If you’re inclined to take sides, Mayfield’s clearly in the right, while the Browns are reaffirming their inability to behave like a proper NFL franchise.
They picked Mayfield No. 1, he has a year remaining on his original contract, yes he struggled horribly last season, but he was also playing through significant injury the vast majority of it and should be back to full strength in time for next season.
Had the Browns actually landed Watson, it would still have been bad form, yet having landed him, they could claim they did what they had to do to improve the team, end of story.
But that was never going to happen with Watson, who the Texans are shopping, while he goes about deciding to which destination he might waive his no-trade clause.
Even had the Browns won Watson over, they’d still have to come up with a deal to get him and there’s no guarantee they could have done it, which means there was no way on earth this was ever going to happen quickly, meaning they were always going to put Mayfield in exactly the position he’s now in, under contract to a franchise that has given him a very public vote of no confidence.
It would be one thing if Mayfield is clearly damaged goods, but he’s not clearly anything, having played very well in 2020, leading the Browns to their first playoff victory in forever, with the possibility he could play that well again or better upon coming back healthy.
It’s all been so unnecessary unless there’s something we don’t know between Mayfield and the team or Mayfield and his teammates that makes his remaining in Cleveland untenable, but if that were the case the Browns should want to move Mayfield as much as he wants them to move him and they don’t.

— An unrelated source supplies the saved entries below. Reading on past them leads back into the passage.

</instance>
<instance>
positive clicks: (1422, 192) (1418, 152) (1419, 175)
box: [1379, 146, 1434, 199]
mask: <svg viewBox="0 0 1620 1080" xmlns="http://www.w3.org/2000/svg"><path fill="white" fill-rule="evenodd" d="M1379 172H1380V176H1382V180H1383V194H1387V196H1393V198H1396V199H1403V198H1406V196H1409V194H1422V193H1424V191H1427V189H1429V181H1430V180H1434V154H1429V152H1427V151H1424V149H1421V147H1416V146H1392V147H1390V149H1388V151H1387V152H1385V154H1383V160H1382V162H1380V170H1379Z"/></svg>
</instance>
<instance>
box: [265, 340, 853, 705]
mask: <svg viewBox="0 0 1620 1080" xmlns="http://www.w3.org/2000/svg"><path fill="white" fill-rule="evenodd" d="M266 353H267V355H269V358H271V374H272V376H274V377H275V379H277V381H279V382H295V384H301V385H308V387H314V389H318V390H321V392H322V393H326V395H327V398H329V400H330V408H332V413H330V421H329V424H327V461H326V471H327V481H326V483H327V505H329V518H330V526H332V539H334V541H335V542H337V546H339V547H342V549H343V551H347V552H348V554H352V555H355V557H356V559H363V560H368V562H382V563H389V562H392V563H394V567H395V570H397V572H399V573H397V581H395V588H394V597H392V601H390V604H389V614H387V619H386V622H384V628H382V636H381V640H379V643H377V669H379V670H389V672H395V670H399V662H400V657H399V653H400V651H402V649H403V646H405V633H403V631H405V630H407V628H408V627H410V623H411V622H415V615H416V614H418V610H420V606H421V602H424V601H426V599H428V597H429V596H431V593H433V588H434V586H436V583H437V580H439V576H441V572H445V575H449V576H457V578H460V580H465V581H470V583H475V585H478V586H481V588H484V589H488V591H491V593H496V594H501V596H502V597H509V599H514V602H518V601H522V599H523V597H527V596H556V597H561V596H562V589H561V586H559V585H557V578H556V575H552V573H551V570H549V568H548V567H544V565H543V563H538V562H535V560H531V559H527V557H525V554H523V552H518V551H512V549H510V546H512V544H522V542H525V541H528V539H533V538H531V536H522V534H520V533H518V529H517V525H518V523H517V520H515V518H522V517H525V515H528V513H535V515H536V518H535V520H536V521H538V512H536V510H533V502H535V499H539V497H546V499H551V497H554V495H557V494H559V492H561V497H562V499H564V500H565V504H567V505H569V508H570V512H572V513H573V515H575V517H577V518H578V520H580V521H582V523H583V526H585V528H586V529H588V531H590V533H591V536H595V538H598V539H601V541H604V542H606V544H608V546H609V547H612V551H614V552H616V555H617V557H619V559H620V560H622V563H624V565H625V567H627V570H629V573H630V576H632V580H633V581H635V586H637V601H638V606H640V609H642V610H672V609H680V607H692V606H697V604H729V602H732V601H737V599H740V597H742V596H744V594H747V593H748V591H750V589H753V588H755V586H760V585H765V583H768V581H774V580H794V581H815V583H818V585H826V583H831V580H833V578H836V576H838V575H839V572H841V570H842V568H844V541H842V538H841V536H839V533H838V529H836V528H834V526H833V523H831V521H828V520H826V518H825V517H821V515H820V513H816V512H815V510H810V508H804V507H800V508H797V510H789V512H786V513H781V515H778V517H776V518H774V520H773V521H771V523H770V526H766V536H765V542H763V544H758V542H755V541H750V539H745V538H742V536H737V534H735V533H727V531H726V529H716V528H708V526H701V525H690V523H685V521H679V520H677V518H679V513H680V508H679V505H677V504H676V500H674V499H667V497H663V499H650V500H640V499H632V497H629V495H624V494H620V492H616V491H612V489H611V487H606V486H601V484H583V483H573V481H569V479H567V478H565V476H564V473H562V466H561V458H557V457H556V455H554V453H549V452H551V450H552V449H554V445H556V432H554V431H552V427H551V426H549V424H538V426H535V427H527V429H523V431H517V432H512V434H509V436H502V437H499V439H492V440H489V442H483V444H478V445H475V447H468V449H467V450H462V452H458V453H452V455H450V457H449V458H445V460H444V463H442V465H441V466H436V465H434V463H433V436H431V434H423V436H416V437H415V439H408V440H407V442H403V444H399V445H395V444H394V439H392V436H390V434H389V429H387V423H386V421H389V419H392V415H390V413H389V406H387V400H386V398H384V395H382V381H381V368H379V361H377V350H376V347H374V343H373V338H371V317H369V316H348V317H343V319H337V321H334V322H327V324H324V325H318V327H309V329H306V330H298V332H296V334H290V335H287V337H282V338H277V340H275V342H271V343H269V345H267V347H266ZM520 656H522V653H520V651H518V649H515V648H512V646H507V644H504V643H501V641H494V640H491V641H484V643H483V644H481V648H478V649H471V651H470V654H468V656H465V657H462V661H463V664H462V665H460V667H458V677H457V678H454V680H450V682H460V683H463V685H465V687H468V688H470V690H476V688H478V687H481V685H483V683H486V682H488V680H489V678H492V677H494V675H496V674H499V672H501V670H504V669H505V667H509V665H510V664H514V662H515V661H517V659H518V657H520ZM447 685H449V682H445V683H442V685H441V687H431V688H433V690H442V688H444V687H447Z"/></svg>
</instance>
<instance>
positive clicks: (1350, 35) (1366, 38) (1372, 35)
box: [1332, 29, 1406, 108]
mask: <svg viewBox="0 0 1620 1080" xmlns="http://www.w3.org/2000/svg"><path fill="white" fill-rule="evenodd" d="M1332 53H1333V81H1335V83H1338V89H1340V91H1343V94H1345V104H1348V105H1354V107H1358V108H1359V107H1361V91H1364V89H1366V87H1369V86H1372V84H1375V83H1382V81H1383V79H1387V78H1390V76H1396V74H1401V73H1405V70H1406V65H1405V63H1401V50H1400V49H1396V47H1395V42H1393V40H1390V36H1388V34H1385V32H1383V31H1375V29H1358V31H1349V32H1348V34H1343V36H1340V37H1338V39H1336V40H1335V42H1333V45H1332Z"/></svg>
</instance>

Thanks for reading Oklahoma Columnist. Subscribe for free and never miss a post.
So where are we?
Seems to me, and who knows, maybe for Mayfield, too, it’s the same place my friend Joe has memorialized on the cover page of his website, where he continues to cover Sooner football.
It’s where Baker Mayfield became Baker Mayfield and maybe it’s still who he is and who he can still be, even in the NFL, wherever he might play next season, Cleveland included.
It’s easy to forget how he came off the bench as an NFL rookie and set the world on fire, but he did and it was fabulous, succeeding on the same terms he succeeded here: brash, full of confidence, making plays.
The next season, Freddie Kitchens didn’t know what he was doing as head coach. The next season, the Browns were back in the playoffs. The next season, last season, Mayfield was injured and not the same.
He’ll be healthy when takes the field again and if it’s in Cleveland, so pissed off, he may play wonderfully as a middle finger to the organization before bolting next offseason and if it’s somewhere else, he may play just as wonderfully, having something to prove.
It’s not fun right now.
Not for him or for a Sooner Nation still with him that wants him to succeed so badly, but the good part is he ought to wind up just where he’s supposed to.
If he’s still the quarterback that brought OU back in Knoxville, if the confidence is still there, the belief, the leadership, the playmaking, the whole package he offered for three Sooner seasons, he’ll succeed.
I think he might still be that guy.
He should have every chance to show us.